The operations of dilation/erosion in  $3 \times 3$ -pixel windows are efficiently performed through the hardware module reported in [3]. The inputs to the dilation/erosion unit are: a  $3 \times 3$ -pixel image data window, the corresponding  $3 \times 3$ -pixel structuring element, 9 Mask signals (one for each pixel of the structuring element), signal Mode, and clock clk1. In this unit the required additions/subtractions of the image pixels with the appropriate structuring element pixels are executed. The results of these additions/subtractions are clipped when they are outside of the range [0..255]. Then, they are fed into a max/min unit, which traces the max or min value, depending on signal Mode. In order to trace the max or min value, flag signals, one for each addition/subtraction result, are utilised.
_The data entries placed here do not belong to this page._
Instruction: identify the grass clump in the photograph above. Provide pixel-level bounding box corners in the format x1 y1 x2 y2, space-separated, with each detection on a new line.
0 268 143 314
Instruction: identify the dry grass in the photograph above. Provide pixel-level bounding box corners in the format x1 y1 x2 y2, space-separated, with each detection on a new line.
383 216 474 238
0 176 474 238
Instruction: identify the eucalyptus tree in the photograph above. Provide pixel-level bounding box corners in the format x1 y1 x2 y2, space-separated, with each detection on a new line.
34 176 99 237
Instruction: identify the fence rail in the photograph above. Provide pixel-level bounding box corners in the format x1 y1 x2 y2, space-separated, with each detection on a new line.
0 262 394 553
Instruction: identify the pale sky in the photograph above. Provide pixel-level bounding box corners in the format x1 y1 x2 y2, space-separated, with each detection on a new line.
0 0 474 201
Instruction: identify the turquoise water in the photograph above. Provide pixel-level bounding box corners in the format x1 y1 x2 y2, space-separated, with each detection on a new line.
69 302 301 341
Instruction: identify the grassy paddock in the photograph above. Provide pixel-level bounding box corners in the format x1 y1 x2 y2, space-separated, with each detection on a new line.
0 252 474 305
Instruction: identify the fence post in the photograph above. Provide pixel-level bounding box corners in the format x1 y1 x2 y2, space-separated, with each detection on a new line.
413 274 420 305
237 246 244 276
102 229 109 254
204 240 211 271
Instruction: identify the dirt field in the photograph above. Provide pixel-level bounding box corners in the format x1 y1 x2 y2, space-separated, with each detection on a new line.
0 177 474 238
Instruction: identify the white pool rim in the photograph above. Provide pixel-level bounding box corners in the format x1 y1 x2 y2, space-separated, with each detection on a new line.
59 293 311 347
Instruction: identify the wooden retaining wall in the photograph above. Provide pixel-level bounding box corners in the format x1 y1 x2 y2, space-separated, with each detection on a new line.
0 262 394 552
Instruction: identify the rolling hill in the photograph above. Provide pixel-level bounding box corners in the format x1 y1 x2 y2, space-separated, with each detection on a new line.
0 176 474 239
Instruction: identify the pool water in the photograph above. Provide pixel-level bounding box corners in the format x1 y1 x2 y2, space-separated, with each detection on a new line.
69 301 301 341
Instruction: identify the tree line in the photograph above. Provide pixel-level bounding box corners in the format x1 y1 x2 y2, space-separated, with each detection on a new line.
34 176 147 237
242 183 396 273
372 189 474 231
These flags are used to reject, in successive stages, the numbers, which are not candidates to be the max/min. Thus, in the first stage of this procedure the Mask signals are given as inputs to the flag signal, in order to reject the numbers which should not be taken into account. The output of the max/min unit, which is the result of the dilation/erosion unit, is stored into 9 8-bit cascaded registers, triggered by clk1. The outputs of these registers are the inputs to a max/min unit, controlled by clock clk2 (Figure 2). Thus, in a clk2 period 9 local max/min results are provided simultaneously to the max/min unit.
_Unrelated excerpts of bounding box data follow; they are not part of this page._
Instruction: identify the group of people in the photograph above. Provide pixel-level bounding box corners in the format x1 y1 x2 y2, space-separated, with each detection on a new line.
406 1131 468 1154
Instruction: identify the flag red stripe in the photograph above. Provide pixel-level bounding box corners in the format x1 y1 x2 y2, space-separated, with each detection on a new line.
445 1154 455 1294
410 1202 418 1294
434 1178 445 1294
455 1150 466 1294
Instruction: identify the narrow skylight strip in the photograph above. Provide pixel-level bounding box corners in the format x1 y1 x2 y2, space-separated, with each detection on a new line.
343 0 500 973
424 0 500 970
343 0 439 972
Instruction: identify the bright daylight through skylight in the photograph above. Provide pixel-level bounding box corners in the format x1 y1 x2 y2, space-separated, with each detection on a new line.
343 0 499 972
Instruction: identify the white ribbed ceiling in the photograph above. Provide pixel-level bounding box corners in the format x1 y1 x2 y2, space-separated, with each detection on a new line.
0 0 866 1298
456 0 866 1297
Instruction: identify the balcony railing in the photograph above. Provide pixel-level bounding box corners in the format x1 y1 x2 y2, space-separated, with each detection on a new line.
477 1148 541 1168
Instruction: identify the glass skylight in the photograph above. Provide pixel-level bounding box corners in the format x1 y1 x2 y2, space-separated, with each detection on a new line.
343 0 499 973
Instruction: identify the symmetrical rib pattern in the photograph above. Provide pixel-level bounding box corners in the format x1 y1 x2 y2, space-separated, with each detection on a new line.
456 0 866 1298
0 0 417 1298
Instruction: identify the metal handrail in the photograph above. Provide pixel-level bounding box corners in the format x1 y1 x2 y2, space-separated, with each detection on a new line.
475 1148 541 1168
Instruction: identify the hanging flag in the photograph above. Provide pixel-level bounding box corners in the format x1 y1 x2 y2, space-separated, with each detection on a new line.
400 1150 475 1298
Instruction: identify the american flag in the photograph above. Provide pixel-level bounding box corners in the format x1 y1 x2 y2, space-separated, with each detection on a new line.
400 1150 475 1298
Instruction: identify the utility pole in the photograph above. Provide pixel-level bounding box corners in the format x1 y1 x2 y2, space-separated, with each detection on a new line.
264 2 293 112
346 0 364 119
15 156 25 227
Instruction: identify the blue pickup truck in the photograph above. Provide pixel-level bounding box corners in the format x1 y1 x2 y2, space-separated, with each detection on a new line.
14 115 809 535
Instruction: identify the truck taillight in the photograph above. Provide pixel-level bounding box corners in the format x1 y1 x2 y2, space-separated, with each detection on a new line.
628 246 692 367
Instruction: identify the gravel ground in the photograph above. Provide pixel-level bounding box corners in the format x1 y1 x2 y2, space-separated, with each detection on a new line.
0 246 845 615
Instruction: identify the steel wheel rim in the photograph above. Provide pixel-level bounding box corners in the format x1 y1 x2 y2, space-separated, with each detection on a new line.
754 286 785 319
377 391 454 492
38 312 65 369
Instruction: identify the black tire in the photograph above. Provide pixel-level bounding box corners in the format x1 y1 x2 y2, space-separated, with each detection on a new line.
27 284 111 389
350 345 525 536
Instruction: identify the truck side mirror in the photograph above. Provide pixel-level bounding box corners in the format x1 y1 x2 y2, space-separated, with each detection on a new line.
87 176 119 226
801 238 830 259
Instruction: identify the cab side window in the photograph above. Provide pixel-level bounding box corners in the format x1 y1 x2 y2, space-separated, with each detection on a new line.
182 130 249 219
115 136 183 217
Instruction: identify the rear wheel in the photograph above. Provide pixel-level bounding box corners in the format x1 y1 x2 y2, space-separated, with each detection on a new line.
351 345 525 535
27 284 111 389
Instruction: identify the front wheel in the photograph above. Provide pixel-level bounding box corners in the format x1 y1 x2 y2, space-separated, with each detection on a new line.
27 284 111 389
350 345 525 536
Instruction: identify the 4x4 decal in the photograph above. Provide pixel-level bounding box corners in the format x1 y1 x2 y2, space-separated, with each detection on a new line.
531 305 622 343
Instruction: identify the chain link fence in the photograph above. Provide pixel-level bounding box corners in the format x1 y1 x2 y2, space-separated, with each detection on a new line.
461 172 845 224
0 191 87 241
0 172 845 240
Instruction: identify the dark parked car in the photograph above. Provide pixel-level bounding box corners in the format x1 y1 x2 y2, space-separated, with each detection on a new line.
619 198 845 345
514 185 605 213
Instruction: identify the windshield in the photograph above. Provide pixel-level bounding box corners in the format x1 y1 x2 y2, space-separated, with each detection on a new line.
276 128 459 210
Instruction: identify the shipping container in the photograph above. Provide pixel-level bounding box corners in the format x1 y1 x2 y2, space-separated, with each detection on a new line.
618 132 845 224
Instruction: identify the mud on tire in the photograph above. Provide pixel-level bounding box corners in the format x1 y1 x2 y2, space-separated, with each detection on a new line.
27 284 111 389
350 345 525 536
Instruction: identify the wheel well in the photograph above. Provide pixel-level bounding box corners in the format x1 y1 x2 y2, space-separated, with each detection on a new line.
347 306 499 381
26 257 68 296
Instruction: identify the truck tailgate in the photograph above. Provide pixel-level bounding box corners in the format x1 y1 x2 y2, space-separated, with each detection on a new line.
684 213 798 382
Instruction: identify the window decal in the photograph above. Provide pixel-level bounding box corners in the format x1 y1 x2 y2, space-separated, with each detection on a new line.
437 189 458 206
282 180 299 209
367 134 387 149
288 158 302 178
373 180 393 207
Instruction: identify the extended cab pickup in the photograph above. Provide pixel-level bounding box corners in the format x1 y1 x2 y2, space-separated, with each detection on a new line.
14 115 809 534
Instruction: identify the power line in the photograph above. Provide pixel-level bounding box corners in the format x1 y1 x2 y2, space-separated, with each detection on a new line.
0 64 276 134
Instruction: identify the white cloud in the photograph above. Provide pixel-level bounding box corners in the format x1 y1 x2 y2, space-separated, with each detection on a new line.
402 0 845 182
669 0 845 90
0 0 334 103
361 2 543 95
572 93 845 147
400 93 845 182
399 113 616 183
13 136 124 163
For a DLM,  $0.7\mu m$ , CMOS, N-well technology process, the dimensions of the core of the chip are 5.5mm  $\times$  5.5mm =  $30.2 mm^2$ . Its maximum frequency of operation (worst case) is approximately 90 MHz and the throughput rate of the proposed ASIC is 10Mbytes/sec. The functionality of the ASIC was tested through several randomly generated inputs. The results obtained from the ASIC were compared to the expected ones. No errors were reported during this process.

### 4. Conclusions

A new architecture for any grey-scale morphological structuring element arbitrarily shaped decomposition up to  $9 \times 9$ pixel has been presented in this paper. The structure has been also VLSI implemented. Its maximum frequency of operation (worst case) is approximately 90 MHz. The throughput rate is 10Mbytes/sec. The ASIC is intended to be used in time critical computer vision applications. Such applications include textural segmentation and granulometry, where the use of successive larger structuring elements is required.

### References

[1] O.I. Camps, T. Kanungo and R.M. Haralick. Grey-scale structuring element decomposition. *IEEE Trans. Image Proc.*, IMP-5, 111-120, 1996.
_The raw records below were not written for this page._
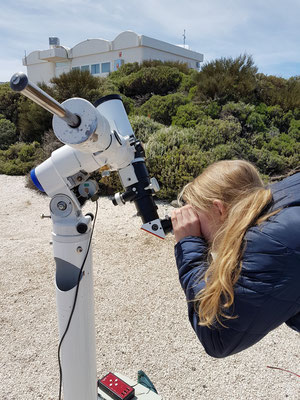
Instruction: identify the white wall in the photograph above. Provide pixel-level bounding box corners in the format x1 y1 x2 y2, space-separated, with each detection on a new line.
24 31 203 83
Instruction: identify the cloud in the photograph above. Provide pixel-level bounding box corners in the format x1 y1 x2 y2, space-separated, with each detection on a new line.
0 0 300 81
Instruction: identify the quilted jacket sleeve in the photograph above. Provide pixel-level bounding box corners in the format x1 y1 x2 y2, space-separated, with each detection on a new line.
175 214 300 358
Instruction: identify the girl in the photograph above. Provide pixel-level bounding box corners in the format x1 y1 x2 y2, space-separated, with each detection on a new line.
172 160 300 357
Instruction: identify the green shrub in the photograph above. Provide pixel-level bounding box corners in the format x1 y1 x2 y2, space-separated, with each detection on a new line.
129 115 163 143
192 119 242 151
246 111 267 132
0 142 42 175
264 133 300 157
288 119 300 142
195 55 257 104
0 117 18 150
139 93 188 125
172 103 208 128
250 148 289 176
221 101 255 125
117 65 182 97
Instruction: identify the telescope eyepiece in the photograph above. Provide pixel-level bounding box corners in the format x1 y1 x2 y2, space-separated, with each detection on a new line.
10 72 28 92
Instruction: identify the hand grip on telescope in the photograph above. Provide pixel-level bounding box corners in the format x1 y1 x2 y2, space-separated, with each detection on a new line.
10 72 80 128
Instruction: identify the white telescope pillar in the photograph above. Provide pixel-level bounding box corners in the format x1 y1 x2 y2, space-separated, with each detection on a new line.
50 195 98 400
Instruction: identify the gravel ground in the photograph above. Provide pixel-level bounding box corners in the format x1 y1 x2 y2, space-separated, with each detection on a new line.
0 175 300 400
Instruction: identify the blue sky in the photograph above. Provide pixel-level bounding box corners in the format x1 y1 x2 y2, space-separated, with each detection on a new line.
0 0 300 82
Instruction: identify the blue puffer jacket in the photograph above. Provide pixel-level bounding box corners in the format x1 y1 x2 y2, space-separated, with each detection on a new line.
175 173 300 358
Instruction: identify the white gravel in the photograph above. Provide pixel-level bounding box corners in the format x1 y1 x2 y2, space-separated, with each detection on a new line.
0 175 300 400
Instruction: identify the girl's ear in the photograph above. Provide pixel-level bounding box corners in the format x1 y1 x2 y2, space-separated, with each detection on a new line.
213 199 227 221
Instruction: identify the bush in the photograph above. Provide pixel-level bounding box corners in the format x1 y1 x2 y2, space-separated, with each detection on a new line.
246 111 267 132
250 148 289 176
19 91 53 143
117 65 182 97
139 93 188 125
195 55 257 104
146 120 243 199
0 142 42 175
288 119 300 142
129 116 163 143
172 103 208 128
221 101 255 125
0 83 21 126
0 117 18 150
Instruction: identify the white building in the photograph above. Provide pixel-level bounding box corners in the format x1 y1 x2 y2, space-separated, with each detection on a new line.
23 31 203 84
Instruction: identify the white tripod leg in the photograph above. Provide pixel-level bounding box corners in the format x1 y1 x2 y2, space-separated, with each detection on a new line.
50 195 97 400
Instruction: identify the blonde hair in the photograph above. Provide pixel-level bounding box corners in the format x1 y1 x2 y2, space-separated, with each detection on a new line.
180 160 277 327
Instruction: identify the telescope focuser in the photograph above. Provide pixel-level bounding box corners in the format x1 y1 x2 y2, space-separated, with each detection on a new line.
10 72 171 238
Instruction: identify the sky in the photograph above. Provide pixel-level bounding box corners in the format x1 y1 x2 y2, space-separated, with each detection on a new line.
0 0 300 82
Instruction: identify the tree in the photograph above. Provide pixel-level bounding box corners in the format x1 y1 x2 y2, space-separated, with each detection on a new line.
0 115 18 150
51 69 108 103
195 54 257 104
0 83 20 125
139 93 188 125
117 65 182 97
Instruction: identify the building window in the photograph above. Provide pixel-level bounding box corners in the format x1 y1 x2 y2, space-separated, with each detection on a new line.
80 65 90 71
114 59 124 71
101 63 110 73
91 64 100 75
55 62 69 68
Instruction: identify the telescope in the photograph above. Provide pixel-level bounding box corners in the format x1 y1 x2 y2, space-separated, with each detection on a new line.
10 72 172 400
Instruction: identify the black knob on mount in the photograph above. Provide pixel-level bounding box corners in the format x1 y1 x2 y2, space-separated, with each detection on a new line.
76 222 88 233
10 72 28 92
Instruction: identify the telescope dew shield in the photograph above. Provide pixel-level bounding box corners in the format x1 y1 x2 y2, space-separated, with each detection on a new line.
10 72 80 127
94 94 134 137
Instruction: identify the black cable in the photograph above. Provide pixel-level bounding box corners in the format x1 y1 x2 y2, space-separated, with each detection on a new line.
58 201 98 400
[2] P.D. Gader. Separable decompositions and approximations of grey-scale morphological templates. *CVGIP: Image Understanding*, 53, 288-296, 1991.

[3] A. Gasteratos, I. Andreadis and Ph. Tsalides. Extension and VLSI implementation of the majority-gate algorithm for gray-scale morphological operations. *Optical Engineering*, 36, 857-861,1997.

[4] H. Park and R.T. Chin, Decomposition of arbitrarily shaped morphological structuring elements. *IEEE Trans. Pattern Analysis & Machine Intelligence*, PAMI-17, 2-15,1995.

[5] J. Serra. Image Analysis and Mathematical Morphology-Vol. I. Academic Press, London, 1982.

[6] F.Y. Shih and O.R. Mitchell. Decomposition of grey-scale morphological structuring elements. *Pattern Recognition*, 24, 195-203, 1991.

[7] X. Zhuang and R.M. Haralick. Morphological structuring element decomposition. *Computer Vision, Graphics, Image Proc.*, 35, 370-382, 1986.